Issues with booting: zpool set cachefile=/data/zfs/zpool.cache

Hi there, first time posting, so I apologize if I have misunderstood any forum decorum.

I am a graduate student who has inherited a FreeBSD TrueNAS 12.2 release 6 system. Over the summer, we had a brown out that resulted in a failed motherboard, but all the drives were fine. We replaced the board and it was running fine until yesterday. Yesterday, I noticed a corrupted db file (can’t remember which one exactly). After a brief googling, I believed that on the next system scrub (which was supposed to be Sunday) it would resolve. Today, the NAS restarted and then would not complete the boot process. When we plugged in a GPU and monitor, we noticed it had frozen at “zpool set cachefile=/data/zfs/zpool.cache shuttle”. (Shuttle is our pool name).

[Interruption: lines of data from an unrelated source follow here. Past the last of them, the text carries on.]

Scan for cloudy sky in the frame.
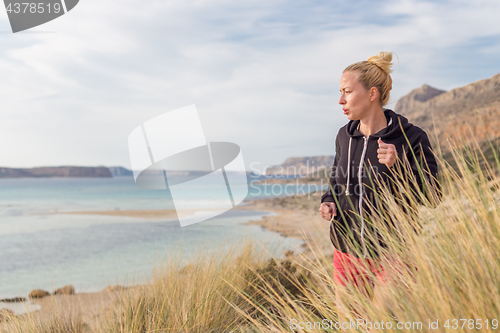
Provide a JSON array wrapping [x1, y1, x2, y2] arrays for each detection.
[[1, 0, 499, 173]]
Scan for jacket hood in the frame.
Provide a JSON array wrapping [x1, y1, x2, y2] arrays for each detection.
[[345, 109, 414, 139]]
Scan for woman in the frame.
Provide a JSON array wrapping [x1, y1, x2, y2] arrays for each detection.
[[318, 52, 441, 323]]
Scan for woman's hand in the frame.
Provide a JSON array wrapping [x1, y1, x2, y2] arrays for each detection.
[[319, 202, 337, 221], [377, 138, 397, 168]]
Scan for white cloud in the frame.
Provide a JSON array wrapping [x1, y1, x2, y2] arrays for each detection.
[[0, 0, 499, 171]]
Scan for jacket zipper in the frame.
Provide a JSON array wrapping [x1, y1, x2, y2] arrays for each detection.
[[358, 136, 369, 258]]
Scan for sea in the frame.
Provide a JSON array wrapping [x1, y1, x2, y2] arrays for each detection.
[[0, 174, 322, 313]]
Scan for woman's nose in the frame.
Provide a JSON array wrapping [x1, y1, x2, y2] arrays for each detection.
[[339, 95, 345, 105]]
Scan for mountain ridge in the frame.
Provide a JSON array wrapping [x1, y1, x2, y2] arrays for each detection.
[[395, 73, 500, 153], [265, 73, 500, 176], [0, 166, 112, 178]]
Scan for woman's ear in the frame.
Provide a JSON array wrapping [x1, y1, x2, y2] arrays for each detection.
[[370, 87, 379, 102]]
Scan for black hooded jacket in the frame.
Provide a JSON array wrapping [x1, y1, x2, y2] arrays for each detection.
[[321, 109, 441, 258]]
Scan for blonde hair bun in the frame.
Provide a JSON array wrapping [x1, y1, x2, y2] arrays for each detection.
[[367, 52, 393, 75], [343, 51, 395, 106]]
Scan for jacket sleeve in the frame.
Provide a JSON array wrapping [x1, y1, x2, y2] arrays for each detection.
[[321, 134, 341, 204], [406, 130, 442, 207]]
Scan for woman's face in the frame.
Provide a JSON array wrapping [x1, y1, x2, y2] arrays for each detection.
[[338, 70, 372, 121]]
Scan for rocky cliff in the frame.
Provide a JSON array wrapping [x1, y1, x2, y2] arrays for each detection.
[[108, 166, 133, 177], [267, 74, 500, 178], [0, 166, 112, 178], [395, 73, 500, 154]]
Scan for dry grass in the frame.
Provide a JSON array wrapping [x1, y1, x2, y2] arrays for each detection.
[[3, 312, 88, 333], [2, 134, 500, 332], [232, 134, 500, 332]]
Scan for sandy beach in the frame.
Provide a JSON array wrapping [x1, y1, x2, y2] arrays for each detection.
[[58, 209, 187, 219], [237, 191, 332, 256], [3, 290, 118, 331], [1, 191, 332, 329], [57, 192, 332, 256]]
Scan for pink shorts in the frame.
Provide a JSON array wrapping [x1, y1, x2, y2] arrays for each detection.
[[333, 249, 417, 288]]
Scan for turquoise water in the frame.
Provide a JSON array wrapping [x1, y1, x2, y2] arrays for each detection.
[[0, 176, 317, 306]]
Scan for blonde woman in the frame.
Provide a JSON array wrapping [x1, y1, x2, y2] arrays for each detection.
[[318, 52, 441, 326]]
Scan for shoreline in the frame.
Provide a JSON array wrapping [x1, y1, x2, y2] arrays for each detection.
[[55, 193, 333, 257], [1, 192, 333, 327], [57, 208, 189, 219], [55, 194, 330, 248], [236, 192, 333, 258]]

From an extensive search, it looks like this is a boot corruption issue (or otherwise corrupted file) and the best thing to do is to reinstall TrueNAS but I have both questions and concerns.

  1. Since I inherited this system, I have no idea if we have a configuration file and where it would be stored. If it is on the pool (and the pool is theoretically fine), would I be able to access it following a re-install? If it is not, what is the worst case scenario for our data? Does the configuration file just contain settings in the GUI that we could figure out over time?
  2. We do not have a data backup, so I cannot overemphasize how critical it is that I protect the data on these drives (we are planning to backup data IMMEDIATELY after resolving this).
  3. I am not very familiar with NAS lingo (more of a hardware gal myself). I would immensely appreciate if you could dumb steps down as much as possible.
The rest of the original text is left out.